Pubblichiamo un dialogo tra Francesco Monico, Docente di Sociologia del Cambiamento e Filosofia della Tecnica Isia di Roma e Direttore Accademia Unidee della Fondazione Pistoletto, Biella e Derrick de Kerckhove, Professore Emerito Letteratura Francese Università di Toronto
Il dialogo si è tenuto in occasione del Convegno di ricerca Public! Organizzato da Accademia Unidee – Fondazione Pistoletto e curato da Francesco Monico, Michele Cerruti But, Paolo Naldini, e che si è tenuto il 30 giugno e 1° luglio 2022 presso la sede dell’omonima accademia a Biella.
Francesco Monico: Il pubblico è un tema che appassiona tutti, come dice Bruno Latour è un matter of concern. Il pubblico è una comunità intorno un tema comune, perché in quanto animali narrativi siamo sincronizzati da una narrativa pubblica e il valore del pubblico è proprio questo valore di sincronizzazione sociale. Però nell’epoca della tecnica le tendenze dei media diventano egemoni e così oggi c’è un processo di disincronizzazione sociale attraverso la moltiplicazione della verità che c’è nei social media e quindi viene meno quella narrativa comune che generava il pubblico.

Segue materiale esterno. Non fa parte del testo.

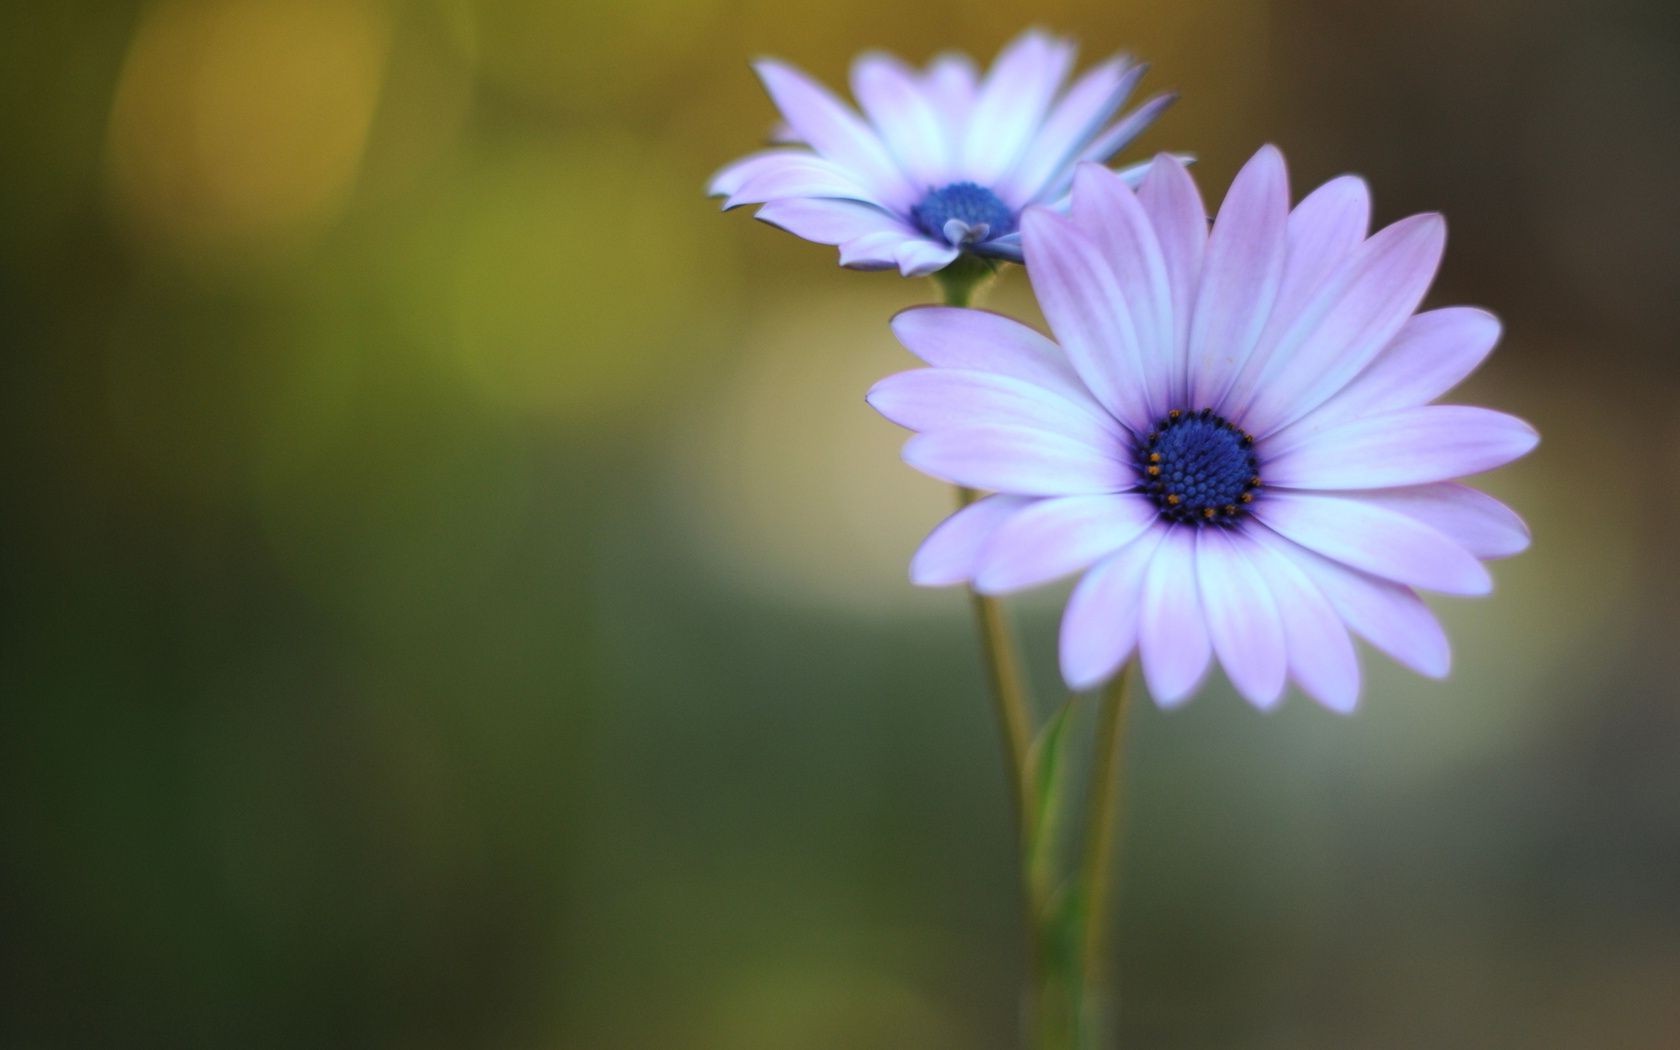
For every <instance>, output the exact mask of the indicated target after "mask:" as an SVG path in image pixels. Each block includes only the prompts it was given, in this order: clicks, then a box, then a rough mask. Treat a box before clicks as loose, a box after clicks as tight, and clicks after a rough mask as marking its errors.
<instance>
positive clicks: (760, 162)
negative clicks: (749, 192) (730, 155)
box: [706, 150, 820, 208]
mask: <svg viewBox="0 0 1680 1050" xmlns="http://www.w3.org/2000/svg"><path fill="white" fill-rule="evenodd" d="M810 160H820V158H818V156H816V155H815V153H811V151H810V150H761V151H758V153H749V155H746V156H743V158H741V160H738V161H732V163H729V165H724V166H722V168H719V170H717V173H716V175H712V178H711V181H707V183H706V195H707V197H734V193H736V190H739V188H741V186H744V185H746V183H748V181H749V180H753V178H754V176H758V175H761V173H764V171H771V170H774V168H780V166H781V165H785V163H786V161H810ZM727 207H729V205H727V203H726V205H724V208H727Z"/></svg>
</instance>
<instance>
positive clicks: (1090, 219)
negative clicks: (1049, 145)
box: [1072, 163, 1174, 418]
mask: <svg viewBox="0 0 1680 1050" xmlns="http://www.w3.org/2000/svg"><path fill="white" fill-rule="evenodd" d="M1072 222H1074V223H1075V225H1077V227H1080V228H1085V230H1090V240H1092V242H1094V244H1095V245H1097V249H1099V250H1100V252H1102V255H1104V259H1105V260H1107V262H1109V265H1110V267H1112V270H1114V276H1116V284H1117V287H1119V291H1121V294H1122V297H1124V301H1126V312H1127V314H1129V318H1131V321H1132V334H1134V346H1132V349H1131V353H1134V354H1136V358H1137V373H1139V376H1141V380H1142V390H1144V407H1146V418H1159V417H1163V415H1166V412H1168V410H1169V408H1174V405H1171V403H1169V400H1171V396H1173V383H1171V380H1173V361H1174V344H1173V289H1171V282H1169V279H1168V270H1166V259H1164V255H1163V254H1161V244H1159V240H1156V234H1154V227H1152V225H1151V223H1149V215H1147V213H1146V212H1144V208H1142V205H1141V203H1139V202H1137V195H1136V193H1134V192H1132V190H1129V188H1127V186H1126V183H1122V181H1121V178H1119V176H1117V175H1114V173H1112V171H1109V170H1107V168H1104V166H1100V165H1090V163H1087V165H1080V166H1079V173H1077V175H1075V176H1074V212H1072Z"/></svg>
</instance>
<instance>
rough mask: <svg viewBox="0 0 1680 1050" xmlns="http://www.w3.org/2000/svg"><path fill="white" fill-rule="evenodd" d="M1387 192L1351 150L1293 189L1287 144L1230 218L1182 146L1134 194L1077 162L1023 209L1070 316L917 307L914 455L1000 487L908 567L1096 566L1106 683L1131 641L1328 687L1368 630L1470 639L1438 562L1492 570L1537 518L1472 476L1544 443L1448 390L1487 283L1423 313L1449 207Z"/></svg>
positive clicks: (1320, 697)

Derrick de Kerckhove: Direi che il problema è che il pubblico in quanto tale non esiste più! Il pubblico dipende dalla condivisione del linguaggio e delle parole, dall’incontro con gli altri, che si tratti di discussioni in grandi o piccoli gruppi. Ma nelle comunità tribali, anche se la lingua era condivisa e “sincronizzava”, come dici tu, la coesione sociale, non c’era un “pubblico” perché le persone erano unite dalle relazioni, non dall’occupare lo stesso spazio. Nelle comunità tribali non esisteva uno spazio “privato”. Lo spazio mentale, i bisogni, le preoccupazioni, le ansie, le gioie, le celebrazioni, tutto era condiviso dall’intera comunità in una sorta di ‘mente comune’. Il pubblico dipende da una chiara divisione tra uno spazio pubblico comune occupato da un numero qualsiasi di persone che a loro volta occupano uno spazio privato individuale. Il pubblico, come sostieni, è sincronizzato dalle narrazioni, cosa che avviene anche nelle comunità tribali, ma è definito dalla natura dello spazio che le persone occupano, cosa che non avviene nelle tribù. Nella cultura occidentale esistono due tipi principali di spazio (in altre culture, come in tutti i tipi di tribù, questo è completamente diverso): lo spazio pubblico e lo spazio privato. L’uno non esiste senza l’altro. Se le persone nel loro spazio mentale privato non sono più d’accordo con altri spazi privati, o perché non si parlano o perché il linguaggio non ha lo stesso significato per entrambe le parti, la coesione sociale viene meno. E fondamentalmente questo è ciò che sta accadendo oggi.
Il rapporto tra spazio pubblico e privato è una stretta distinzione tra l’oggettività della realtà esterna supportata dal linguaggio e la soggettività dello spazio privato interno. L’oggettività permette alle persone – con lo stesso linguaggio – di concordare su ciò che è reale e ciò che non lo è. Allo stesso modo, la soggettività permette qualsiasi tipo di fantasia, immaginazione o teoria. Nel mio pensiero posso avere ragione o meno, ma c’è una “realtà” al di fuori di me che esiste indipendentemente da me. In Occidente non è più così. Usiamo ancora le stesse parole, ma non hanno più lo stesso significato.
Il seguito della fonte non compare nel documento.